Klein geheim: bankiers proberen altijd hun rendement gunstig voor te stellen. Als ik niet de BEL20 genomen zou hebben als referentie, maar bijvoorbeeld de S&P 500 (een index met de 500 grootste Amerikaanse beursgenoteerde bedrijven), dan zou mijn resultaat er minder goed uitzien 😛 De S&P 500 steeg namelijk met 11% in 2016.

Nog enkele tips als je zelf wil beginnen beleggen in aandelen:

  • Je geld bewaar je op een spaar- of zichtrekening. Aandelen staan op een effectenrekening. Sommige banken rekenen een bewaarloon aan voor de aandelen op je effectenrekening. Via spaargids.be kan je de tarieven van verschillende aanbieders vergelijken.

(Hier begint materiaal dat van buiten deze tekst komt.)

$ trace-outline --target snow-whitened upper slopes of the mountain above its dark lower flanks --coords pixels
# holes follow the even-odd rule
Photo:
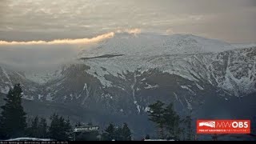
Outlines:
[[[107,74],[124,78],[127,71],[158,69],[192,81],[204,78],[238,96],[255,90],[255,47],[194,35],[117,34],[96,47],[83,50],[79,58],[90,66],[88,72],[104,86],[113,86],[106,80]],[[243,50],[246,48],[252,49]],[[225,70],[218,68],[217,63]],[[241,70],[246,71],[238,78]]]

  • Er zijn verschillende makelaars of brokers actief in België. Via hun platformen kan je makkelijk handelen in aandelen. Hun websites bieden een heleboel extra informatie. En je kan het rendement van je portefeuille makkelijk volgen zoals in de figuur1. Bovendien kan je via een broker een virtuele portefeuille aandelen samenstellen. Zo kan je al oefenen als belegger zonder je geld op het spel te zetten.
  • Aandelen brengen altijd risico’s met zich mee! Beperk je inleg tot een bepaalde som en hou je eraan. Zorg dat je nog kan slapen en dat je niet om de haverklap de koersen wil controleren!